Yogyakarta (ANTARA News) - Gubernur Daerah Istimewa Yogyakarta Sri Sultan Hamengku Buwono X menilai Indonesia masih kurang memperhatikan aspek-aspek kelautan meskipun negara ini dikenal memiliki wilayah laut yang sangat luas.

"Indonesia justru mengunggulkan kebijakan politik kontinental yang mengutamakan pulau-pulau, tetapi lupa bahwa lautan pula yang mempersatukan pulau tersebut," katanya pada sarasehan "Menata Ulang Keindonesiaan Kita" di Yogyakarta, Selasa.

Menurut dia, sudah saatnya kini Indonesia mengubah paradigma politiknya menjadi maritim dan tidak hanya kontinental.

Ia mengatakan, dalam Deklarasi Djuanda disebutkan bahwa lautan adalah yang mempersatukan pulau-pulau menjadi bagian Indonesia secara utuh. Bangsa ini tidak menyadari bahwa negara Indonesia adalah maritim.

"Ketika negara maritim hanya memperhatikan aspek kontinental, secara tidak langsung negara tersebut hanya akan mempertahankan keberadaan pulau-pulau besar.

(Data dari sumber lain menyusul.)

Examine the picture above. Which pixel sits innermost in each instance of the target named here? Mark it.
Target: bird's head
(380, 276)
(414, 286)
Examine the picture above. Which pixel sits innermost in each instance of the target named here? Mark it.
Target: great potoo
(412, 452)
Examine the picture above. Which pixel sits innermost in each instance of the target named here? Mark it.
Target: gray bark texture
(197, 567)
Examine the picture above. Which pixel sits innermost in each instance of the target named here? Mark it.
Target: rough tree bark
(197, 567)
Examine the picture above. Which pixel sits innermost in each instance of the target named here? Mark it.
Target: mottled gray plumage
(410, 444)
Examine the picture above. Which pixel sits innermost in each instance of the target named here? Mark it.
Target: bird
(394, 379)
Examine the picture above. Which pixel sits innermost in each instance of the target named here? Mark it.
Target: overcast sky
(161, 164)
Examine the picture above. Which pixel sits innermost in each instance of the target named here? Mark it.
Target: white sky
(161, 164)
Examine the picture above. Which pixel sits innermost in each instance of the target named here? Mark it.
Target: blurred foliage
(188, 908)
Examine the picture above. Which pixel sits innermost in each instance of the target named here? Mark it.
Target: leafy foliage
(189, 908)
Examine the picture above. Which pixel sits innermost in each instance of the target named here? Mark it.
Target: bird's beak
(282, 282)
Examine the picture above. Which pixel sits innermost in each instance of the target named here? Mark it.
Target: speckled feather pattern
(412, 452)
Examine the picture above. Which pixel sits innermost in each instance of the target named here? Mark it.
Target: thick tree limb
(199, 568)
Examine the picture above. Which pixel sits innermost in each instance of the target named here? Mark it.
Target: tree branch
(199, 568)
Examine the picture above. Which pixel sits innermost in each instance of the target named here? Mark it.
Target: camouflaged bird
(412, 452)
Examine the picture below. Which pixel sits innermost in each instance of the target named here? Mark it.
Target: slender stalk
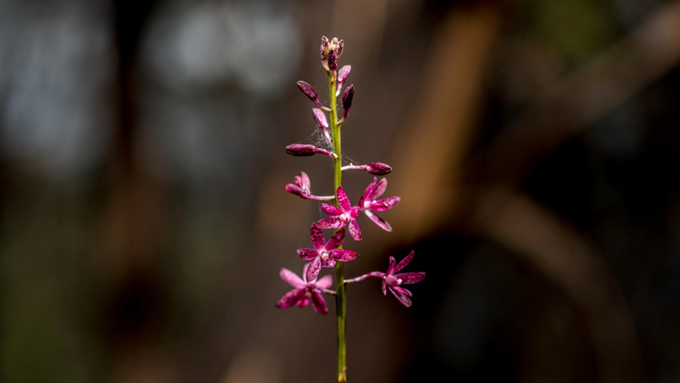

Pulau kecil yang juga merupakan bagian dari Indonesia cenderung diabaikan," katanya.

Menurut dia, lautan Indonesia telah dikuasai oleh 14 institusi, tetapi tetap saja tidak menyelesaikan masalah. Padahal, dengan kebijakan politik maritim berarti ada sebuah pengakuan jelas Negara Kesatuan Republik Indonesia (NKRI) secara utuh.

"Hal itu menunjukkan tidak hanya pulau besar yang kita miliki, tetapi lautan Indonesia yang mempersatukan pulau-pulau tersebut," kata Sultan yang juga raja Keraton Ngayogyakarta Hadiningrat.

Ia mengatakan, untuk menata ulang kembali Indonesia tidak hanya bisa dilakukan secara internal tetapi juga perlu mengubah strategi integrasi dan kebijakan politik, diantaranya Bhinneka Tunggal Ika bukan sebagai simbol tetapi strategi integrasi bangsa.

"Strategi maritim juga perlu diintegrasikan untuk menjadi satu bagian. Kita juga perlu mengubah paradigma kenegaraan dari kontinental menjadi maritim," katanya.